Acolhido na melhor ambiência intelectual do Paris da Sobornne ali veio a fazer crescer frondosamente, dentro de si próprio, tudo quanto em si já levava em raízes e primeiros ramunsculos de uma árvore de vida, da Vida, a prometer frutos que solidariamente passará a vida a repartir.
Integra-se no grupo de Roland Barthes e, sob a sua orientação participa na actividade de um, vamos lhe chamar assim, Laboratório de Investigação da Semiótica. Nesta ambiência estimulante e profundamente estruturada na solidariedade e vivência, em grupo, dos que nela pensam, desenvolvem o pensar, se entreajudam a pensar cada vez melhor, produz um notabilíssimo estudo sobre Fernando Pessoa o qual, depois de "formatado" na estrutura da chamada Dissertação de Doutoramento, apresenta, em 1971, à École des Hautes Études de Paris sob o título «Analyse Structural et des Heteronymes de Fernando Pessoa: du Poémodrame au Poétodrame». O melhor da intelectualidade europeia e não só,  dedicada à época ao estudo de Pessoa abre a boca até às orelhas ... Foi considerado por muitos estudiosos de Pessoa a melhor e mais profunda e mais original investigação que alguma vez se tinha feito sobre o Poeta Pessoa e a Pessoa do Poeta Pessoa.

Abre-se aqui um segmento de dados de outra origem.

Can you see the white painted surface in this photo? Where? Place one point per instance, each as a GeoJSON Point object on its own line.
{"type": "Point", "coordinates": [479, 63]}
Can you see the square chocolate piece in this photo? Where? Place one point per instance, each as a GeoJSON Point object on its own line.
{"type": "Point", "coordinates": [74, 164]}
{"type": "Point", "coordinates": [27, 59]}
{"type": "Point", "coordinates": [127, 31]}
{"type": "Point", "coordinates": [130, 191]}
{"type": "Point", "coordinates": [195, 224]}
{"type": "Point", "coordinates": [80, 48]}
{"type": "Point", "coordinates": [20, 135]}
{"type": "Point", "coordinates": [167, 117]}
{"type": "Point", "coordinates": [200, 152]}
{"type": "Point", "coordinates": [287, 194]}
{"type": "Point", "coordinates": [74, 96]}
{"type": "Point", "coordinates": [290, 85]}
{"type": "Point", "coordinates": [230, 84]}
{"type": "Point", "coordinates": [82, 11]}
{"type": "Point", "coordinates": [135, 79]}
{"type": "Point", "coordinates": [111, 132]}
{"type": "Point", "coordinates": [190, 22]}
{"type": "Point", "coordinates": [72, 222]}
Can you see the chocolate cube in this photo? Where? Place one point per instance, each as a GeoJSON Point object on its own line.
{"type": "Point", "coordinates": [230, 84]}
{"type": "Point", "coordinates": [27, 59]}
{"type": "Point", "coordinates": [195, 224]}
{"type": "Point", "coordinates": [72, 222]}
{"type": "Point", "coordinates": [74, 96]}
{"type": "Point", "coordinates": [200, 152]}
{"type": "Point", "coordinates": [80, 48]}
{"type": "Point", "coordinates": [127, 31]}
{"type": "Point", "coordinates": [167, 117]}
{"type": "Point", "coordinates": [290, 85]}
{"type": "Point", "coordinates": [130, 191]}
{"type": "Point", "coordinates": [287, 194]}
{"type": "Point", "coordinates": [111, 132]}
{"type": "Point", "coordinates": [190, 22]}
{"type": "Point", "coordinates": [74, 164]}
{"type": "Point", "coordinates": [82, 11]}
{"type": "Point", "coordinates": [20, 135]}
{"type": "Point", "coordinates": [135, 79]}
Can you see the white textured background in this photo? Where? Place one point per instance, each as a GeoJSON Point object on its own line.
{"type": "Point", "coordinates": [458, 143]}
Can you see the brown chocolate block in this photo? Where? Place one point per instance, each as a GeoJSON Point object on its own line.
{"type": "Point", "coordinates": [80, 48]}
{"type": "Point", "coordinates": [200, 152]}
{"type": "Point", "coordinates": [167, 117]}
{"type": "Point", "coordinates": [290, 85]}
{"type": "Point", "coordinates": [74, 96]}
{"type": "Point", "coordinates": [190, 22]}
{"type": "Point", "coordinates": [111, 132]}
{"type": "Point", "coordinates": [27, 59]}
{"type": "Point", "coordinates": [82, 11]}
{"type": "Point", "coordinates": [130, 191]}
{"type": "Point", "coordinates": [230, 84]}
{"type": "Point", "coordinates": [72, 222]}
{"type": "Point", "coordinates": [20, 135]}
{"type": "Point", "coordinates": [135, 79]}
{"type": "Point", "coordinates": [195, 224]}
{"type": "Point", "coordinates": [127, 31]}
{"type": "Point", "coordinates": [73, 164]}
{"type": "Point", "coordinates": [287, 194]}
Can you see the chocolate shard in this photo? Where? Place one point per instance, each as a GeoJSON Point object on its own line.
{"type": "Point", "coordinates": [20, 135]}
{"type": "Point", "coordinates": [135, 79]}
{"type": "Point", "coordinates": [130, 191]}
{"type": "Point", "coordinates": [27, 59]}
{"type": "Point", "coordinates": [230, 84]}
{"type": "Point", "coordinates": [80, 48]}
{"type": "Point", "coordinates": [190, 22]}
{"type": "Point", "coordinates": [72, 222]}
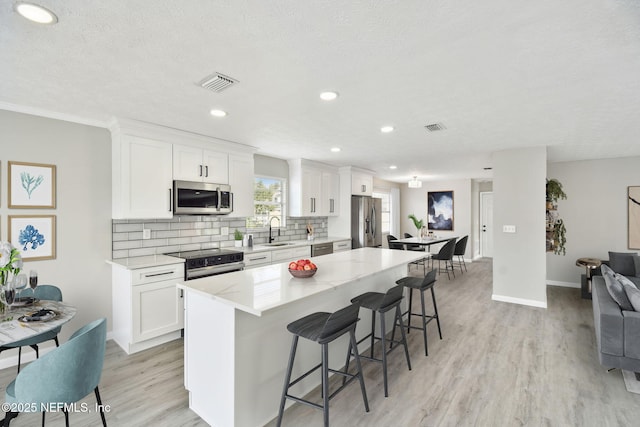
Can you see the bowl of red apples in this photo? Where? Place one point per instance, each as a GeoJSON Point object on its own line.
{"type": "Point", "coordinates": [302, 268]}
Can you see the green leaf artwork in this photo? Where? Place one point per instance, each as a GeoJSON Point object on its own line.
{"type": "Point", "coordinates": [30, 182]}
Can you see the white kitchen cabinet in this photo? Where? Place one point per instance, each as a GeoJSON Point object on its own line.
{"type": "Point", "coordinates": [342, 245]}
{"type": "Point", "coordinates": [147, 306]}
{"type": "Point", "coordinates": [141, 177]}
{"type": "Point", "coordinates": [361, 184]}
{"type": "Point", "coordinates": [196, 164]}
{"type": "Point", "coordinates": [330, 193]}
{"type": "Point", "coordinates": [307, 193]}
{"type": "Point", "coordinates": [241, 181]}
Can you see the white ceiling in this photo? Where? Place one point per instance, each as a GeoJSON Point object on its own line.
{"type": "Point", "coordinates": [499, 74]}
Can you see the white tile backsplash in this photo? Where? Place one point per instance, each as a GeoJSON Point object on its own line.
{"type": "Point", "coordinates": [194, 232]}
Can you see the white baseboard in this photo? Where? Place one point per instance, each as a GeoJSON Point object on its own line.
{"type": "Point", "coordinates": [521, 301]}
{"type": "Point", "coordinates": [563, 284]}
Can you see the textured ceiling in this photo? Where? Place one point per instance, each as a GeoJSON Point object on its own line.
{"type": "Point", "coordinates": [499, 74]}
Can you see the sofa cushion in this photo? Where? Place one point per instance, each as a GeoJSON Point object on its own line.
{"type": "Point", "coordinates": [623, 263]}
{"type": "Point", "coordinates": [624, 280]}
{"type": "Point", "coordinates": [616, 290]}
{"type": "Point", "coordinates": [633, 294]}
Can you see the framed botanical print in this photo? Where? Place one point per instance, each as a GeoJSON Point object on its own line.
{"type": "Point", "coordinates": [440, 210]}
{"type": "Point", "coordinates": [31, 185]}
{"type": "Point", "coordinates": [34, 236]}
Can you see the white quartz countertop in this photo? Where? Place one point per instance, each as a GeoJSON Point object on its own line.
{"type": "Point", "coordinates": [258, 290]}
{"type": "Point", "coordinates": [290, 244]}
{"type": "Point", "coordinates": [144, 261]}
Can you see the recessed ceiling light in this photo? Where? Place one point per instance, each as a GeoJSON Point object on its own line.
{"type": "Point", "coordinates": [36, 13]}
{"type": "Point", "coordinates": [218, 113]}
{"type": "Point", "coordinates": [328, 96]}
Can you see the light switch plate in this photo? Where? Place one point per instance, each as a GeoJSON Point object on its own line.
{"type": "Point", "coordinates": [508, 228]}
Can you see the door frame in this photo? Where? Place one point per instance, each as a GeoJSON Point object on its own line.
{"type": "Point", "coordinates": [483, 235]}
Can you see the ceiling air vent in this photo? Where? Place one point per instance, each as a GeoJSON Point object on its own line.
{"type": "Point", "coordinates": [435, 127]}
{"type": "Point", "coordinates": [217, 82]}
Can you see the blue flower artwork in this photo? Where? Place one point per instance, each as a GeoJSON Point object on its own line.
{"type": "Point", "coordinates": [30, 236]}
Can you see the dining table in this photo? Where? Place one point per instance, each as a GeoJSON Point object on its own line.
{"type": "Point", "coordinates": [424, 241]}
{"type": "Point", "coordinates": [17, 324]}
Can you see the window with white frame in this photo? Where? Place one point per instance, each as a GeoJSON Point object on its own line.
{"type": "Point", "coordinates": [386, 210]}
{"type": "Point", "coordinates": [269, 200]}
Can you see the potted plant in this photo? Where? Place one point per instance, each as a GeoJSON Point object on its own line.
{"type": "Point", "coordinates": [237, 235]}
{"type": "Point", "coordinates": [419, 224]}
{"type": "Point", "coordinates": [554, 192]}
{"type": "Point", "coordinates": [557, 228]}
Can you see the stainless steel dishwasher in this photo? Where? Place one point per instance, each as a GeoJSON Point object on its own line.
{"type": "Point", "coordinates": [321, 249]}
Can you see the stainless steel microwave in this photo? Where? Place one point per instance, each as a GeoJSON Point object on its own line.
{"type": "Point", "coordinates": [201, 198]}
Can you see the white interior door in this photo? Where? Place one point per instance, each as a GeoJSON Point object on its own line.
{"type": "Point", "coordinates": [486, 224]}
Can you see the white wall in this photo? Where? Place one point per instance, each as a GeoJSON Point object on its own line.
{"type": "Point", "coordinates": [595, 212]}
{"type": "Point", "coordinates": [82, 155]}
{"type": "Point", "coordinates": [414, 201]}
{"type": "Point", "coordinates": [519, 263]}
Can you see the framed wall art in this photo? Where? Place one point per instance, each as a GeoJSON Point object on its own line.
{"type": "Point", "coordinates": [440, 210]}
{"type": "Point", "coordinates": [33, 235]}
{"type": "Point", "coordinates": [31, 185]}
{"type": "Point", "coordinates": [633, 199]}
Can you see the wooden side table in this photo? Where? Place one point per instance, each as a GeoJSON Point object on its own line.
{"type": "Point", "coordinates": [590, 264]}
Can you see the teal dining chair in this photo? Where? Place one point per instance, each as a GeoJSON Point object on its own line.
{"type": "Point", "coordinates": [42, 292]}
{"type": "Point", "coordinates": [63, 376]}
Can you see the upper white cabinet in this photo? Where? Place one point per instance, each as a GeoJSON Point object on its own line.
{"type": "Point", "coordinates": [330, 193]}
{"type": "Point", "coordinates": [141, 178]}
{"type": "Point", "coordinates": [195, 164]}
{"type": "Point", "coordinates": [241, 182]}
{"type": "Point", "coordinates": [146, 158]}
{"type": "Point", "coordinates": [361, 183]}
{"type": "Point", "coordinates": [307, 193]}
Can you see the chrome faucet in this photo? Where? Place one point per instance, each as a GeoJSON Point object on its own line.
{"type": "Point", "coordinates": [271, 238]}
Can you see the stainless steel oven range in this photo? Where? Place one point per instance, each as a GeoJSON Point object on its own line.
{"type": "Point", "coordinates": [209, 262]}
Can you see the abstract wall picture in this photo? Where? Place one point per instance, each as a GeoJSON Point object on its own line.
{"type": "Point", "coordinates": [32, 185]}
{"type": "Point", "coordinates": [34, 236]}
{"type": "Point", "coordinates": [633, 198]}
{"type": "Point", "coordinates": [440, 210]}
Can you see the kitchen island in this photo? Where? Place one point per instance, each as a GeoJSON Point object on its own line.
{"type": "Point", "coordinates": [236, 341]}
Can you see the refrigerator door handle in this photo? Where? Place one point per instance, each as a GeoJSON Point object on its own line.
{"type": "Point", "coordinates": [373, 219]}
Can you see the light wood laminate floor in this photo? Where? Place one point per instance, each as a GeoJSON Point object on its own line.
{"type": "Point", "coordinates": [499, 364]}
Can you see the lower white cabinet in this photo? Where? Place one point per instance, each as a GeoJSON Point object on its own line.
{"type": "Point", "coordinates": [147, 306]}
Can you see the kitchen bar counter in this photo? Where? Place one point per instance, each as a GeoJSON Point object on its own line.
{"type": "Point", "coordinates": [236, 341]}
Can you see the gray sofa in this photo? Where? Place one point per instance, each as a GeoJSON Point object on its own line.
{"type": "Point", "coordinates": [617, 331]}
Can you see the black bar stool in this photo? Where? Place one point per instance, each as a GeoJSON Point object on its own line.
{"type": "Point", "coordinates": [324, 328]}
{"type": "Point", "coordinates": [421, 284]}
{"type": "Point", "coordinates": [382, 303]}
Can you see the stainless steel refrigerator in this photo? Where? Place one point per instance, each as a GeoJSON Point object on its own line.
{"type": "Point", "coordinates": [366, 222]}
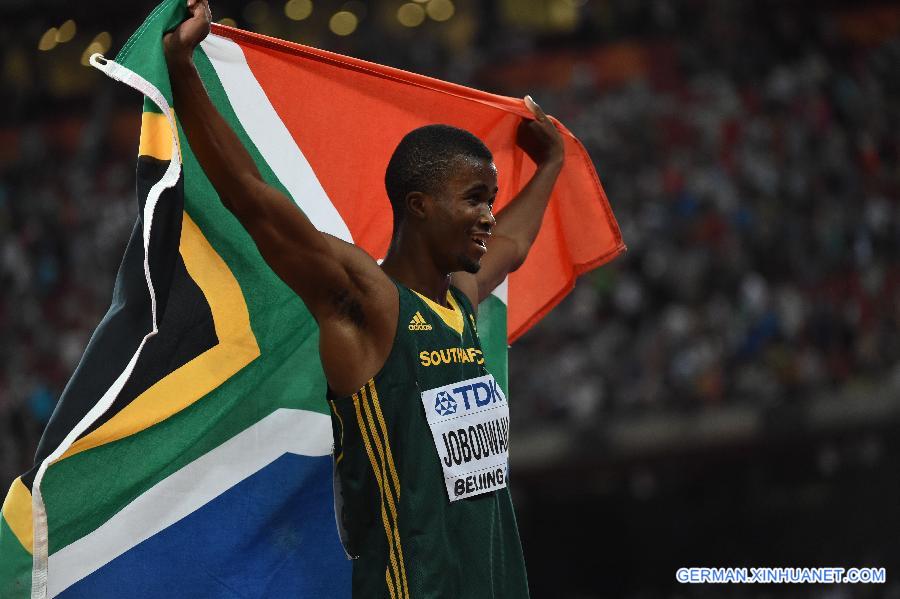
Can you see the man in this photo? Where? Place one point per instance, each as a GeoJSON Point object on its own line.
{"type": "Point", "coordinates": [417, 513]}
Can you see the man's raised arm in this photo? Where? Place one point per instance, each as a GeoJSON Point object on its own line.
{"type": "Point", "coordinates": [331, 279]}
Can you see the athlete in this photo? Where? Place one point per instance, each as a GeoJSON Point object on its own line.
{"type": "Point", "coordinates": [420, 426]}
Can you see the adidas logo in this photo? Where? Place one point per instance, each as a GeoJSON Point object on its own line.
{"type": "Point", "coordinates": [418, 323]}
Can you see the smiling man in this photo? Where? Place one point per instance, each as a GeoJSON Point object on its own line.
{"type": "Point", "coordinates": [421, 429]}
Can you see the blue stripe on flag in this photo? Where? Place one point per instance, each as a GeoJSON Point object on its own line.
{"type": "Point", "coordinates": [271, 535]}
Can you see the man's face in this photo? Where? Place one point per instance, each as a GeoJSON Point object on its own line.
{"type": "Point", "coordinates": [464, 219]}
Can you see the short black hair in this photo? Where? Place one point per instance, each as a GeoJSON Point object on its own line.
{"type": "Point", "coordinates": [422, 159]}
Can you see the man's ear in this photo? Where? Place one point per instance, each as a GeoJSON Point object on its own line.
{"type": "Point", "coordinates": [417, 204]}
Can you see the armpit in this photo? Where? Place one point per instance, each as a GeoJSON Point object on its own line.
{"type": "Point", "coordinates": [348, 307]}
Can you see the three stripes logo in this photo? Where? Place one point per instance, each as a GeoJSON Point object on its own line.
{"type": "Point", "coordinates": [418, 323]}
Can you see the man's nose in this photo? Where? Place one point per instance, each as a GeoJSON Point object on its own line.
{"type": "Point", "coordinates": [487, 218]}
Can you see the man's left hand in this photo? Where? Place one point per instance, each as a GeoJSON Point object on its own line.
{"type": "Point", "coordinates": [540, 138]}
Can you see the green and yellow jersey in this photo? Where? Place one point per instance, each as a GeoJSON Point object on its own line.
{"type": "Point", "coordinates": [420, 466]}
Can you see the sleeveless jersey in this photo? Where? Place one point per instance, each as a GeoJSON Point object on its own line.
{"type": "Point", "coordinates": [407, 539]}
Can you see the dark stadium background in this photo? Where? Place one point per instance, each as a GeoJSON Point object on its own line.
{"type": "Point", "coordinates": [725, 394]}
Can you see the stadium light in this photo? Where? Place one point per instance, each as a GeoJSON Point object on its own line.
{"type": "Point", "coordinates": [297, 10]}
{"type": "Point", "coordinates": [256, 12]}
{"type": "Point", "coordinates": [440, 10]}
{"type": "Point", "coordinates": [66, 32]}
{"type": "Point", "coordinates": [411, 14]}
{"type": "Point", "coordinates": [48, 40]}
{"type": "Point", "coordinates": [343, 22]}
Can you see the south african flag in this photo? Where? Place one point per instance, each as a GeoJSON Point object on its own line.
{"type": "Point", "coordinates": [189, 455]}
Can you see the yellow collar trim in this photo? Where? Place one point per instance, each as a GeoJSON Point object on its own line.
{"type": "Point", "coordinates": [451, 316]}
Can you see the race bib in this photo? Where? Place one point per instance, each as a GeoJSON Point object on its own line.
{"type": "Point", "coordinates": [469, 421]}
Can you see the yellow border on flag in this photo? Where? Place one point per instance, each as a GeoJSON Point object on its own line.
{"type": "Point", "coordinates": [17, 513]}
{"type": "Point", "coordinates": [237, 347]}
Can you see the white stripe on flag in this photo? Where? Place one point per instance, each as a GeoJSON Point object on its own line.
{"type": "Point", "coordinates": [502, 291]}
{"type": "Point", "coordinates": [271, 137]}
{"type": "Point", "coordinates": [187, 490]}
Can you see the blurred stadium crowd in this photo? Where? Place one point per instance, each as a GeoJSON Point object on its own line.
{"type": "Point", "coordinates": [750, 151]}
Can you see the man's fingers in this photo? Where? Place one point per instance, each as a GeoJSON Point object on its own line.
{"type": "Point", "coordinates": [534, 108]}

A Sorbonne concede então a José Augusto Baptista Lopes Seabra o título de Doutor. Porém, e antes de ir mais adiante, não me posso permitir calar o que se segue: o conteúdo deste deslumbramento do pensar vem a ser traduzido para Português, para o grande público, e - vejam lá! -  publicado  pela Editora "Prespectiva, S/A", de S. Paulo-Brasil. Só 10 anos depois, apropriadamente licenciada, a "Imprensa Nacional Casa da Moeda" faz uma tiragem - de 2 mil exemplares, ouviram bem ? ... de 2 mil exemplares - comemorativa do centenário de Fernando Pessoa de que alguns, poucos, dos exemplares foram parar às livrarias. Tive sorte: comprei um deles  na Loja da Brasília da Bertrand, no Porto. O exemplar que possuo  era o único que a Bertrand tinha nas suas lojas nesta Cidade. Coitadito do portugalito que tanto génio deixa e vai continuar a deixar passar nas enxurradas da estupidez dos donismos do momento, das culturas do aparecer, da massa fácil subsidiodependente, pingona do cartãozinho de inscrito numa coisa qualquer lá entre eles, por fim de
quem diz "se a tinta e o tintol são meus é para ser feito como eu digo, mas sem ninguém a ouvir-me o que estou a dizer"... Tudo no vácuo inbecilizante que impede o crescimento, pela cultura, do Ser. Quem sou eu para me pôr com estas "elocubradelas"... . Porém é o próprio José Augusto que na "Apostila À Edição Portuguesa" - a da Imprensa Nacional - em 1988 - com o título de "Fernando Pessoa" ou o "Poétodrama" escreve: ... « ... mais de dez anos depois de circular, em letra impressa, com larga e feliz fortuna, pelo Brasil irmão»...... « ...... que à sua volta se tenha tecido além Atlântico uma rede de afinidades intelectuais - a dos "Amigos do Texto", de que falava Barthes -....... «deste lado de cá ela foi, "et pour cause", mais lassa e fragmentária; que alguns silêncios críticos tenham prolongado a interdição de citação, e até de nome, a que a censura longamente me habituara  - tudo isso é já outra história, que um dia, por certo, se escreverá, pois a História, essa, continua.»...(2) ... Atenção meu «numeroso» leitor, Seabra escreve isto em Paris, a 13 de Junho de 1988, ou seja, 14 anos, 1 mês e 19 dias depois do tão enxovalhado 25 de Abril, desde há tantos anos, por tanta gente, que dele se serviu, deixando  o povo português na míngua, na miséria da sua vida material e imaterial, da sua respiração democrática .  Tudo isto a serviço de Impérios já em falência técnica, dos gulaguismos ou das globalizações universais. Correntes ... correntes diversas, que não diferentes enquanto correntes que correm sempre para o mesmo lado.     "À bruta", ou "com pinças de relojoeiro", se logrou  substituir as Culturas do Ser pelas do nada ... as da imbecilização programada...até à inanidade da anodínia, da abulia ... . Se te levo aí, levo-te tudo!...O Ditador agora sou Eu... e tu nem sabes quem  sou EU e, muito menos, quem EU sou...  O José Augusto via, muito, muito  longe !!!...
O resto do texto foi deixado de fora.